Personal details
- Born: May 30, 1934 Houston, Texas, U.S.
- Died: October 22, 2015 (aged 81) Houston, Texas, U.S.
- Education: Texas Southern University (BS, MEd) Liberty University (DA) Williams College (DHL)
- Occupation: Educator

= Thaddeus S. Lott Sr. =

American educator (1934–2015)

Thaddeus Scott Lott Sr. (May 30, 1934 – October 22, 2015) was an American educator in Houston. Lott gained national attention in 1991 for his implementation of direct instruction at Mabel B. Wesley Elementary School of the Houston Independent School District.

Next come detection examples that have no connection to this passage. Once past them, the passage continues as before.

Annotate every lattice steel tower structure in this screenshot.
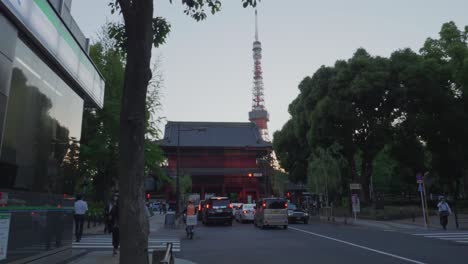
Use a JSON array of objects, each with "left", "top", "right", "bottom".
[{"left": 249, "top": 10, "right": 270, "bottom": 141}]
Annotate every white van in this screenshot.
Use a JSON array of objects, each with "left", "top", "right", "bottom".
[{"left": 254, "top": 198, "right": 288, "bottom": 229}]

== Early life and education ==
Lott was born and raised in Acres Homes. He earned a bachelor's degree and a master's degree in education from Texas Southern University. He also received honorary doctoral degrees from Liberty University and Williams College.

== Career ==
Lott began his career with the Houston Independent School District in 1959 at Highland Heights Elementary School. As Wesley Elementary's principal by 1975, test scores in reading comprehension improved to 85% from 18% in 1980 and 100% of third graders passed the reading portion of the Texas Assessment of Academic Skills by 1996. In 1994, George W. Bush announced his then Texas gubernatorial campaign focus on education from Wesley, later conferring with Lott in the 1996 formation of the Texas Reading Initiative. Rod Paige, HISD superintendent in 1994, supported Lott by creating the first charter school system in Texas (Wesley, Highland Heights, and Osborne Elementary) under Lott's supervision. Lott retired from HISD in 2002.

== Controversy ==
In 1991, increasing test scores at Wesley received accusations of cheating from HISD and national attention from PrimeTime Live as well as the Oprah Winfrey Show. A 2005 HISD investigation into schools including Wesley Elementary, prompted by a report on abnormal TAKS test scores by the Dallas Morning News, returned no confirmation of cheating.

== Legacy ==
Lott was given the Jefferson Award for Public Service in 1998. Lott’s methods and achievements at Wesley motivated Baker Mitchell to found The Roger Bacon Academy in North Carolina. The Academy manages schools that replicate Lott’s model as embedded in an expression of classical traditions.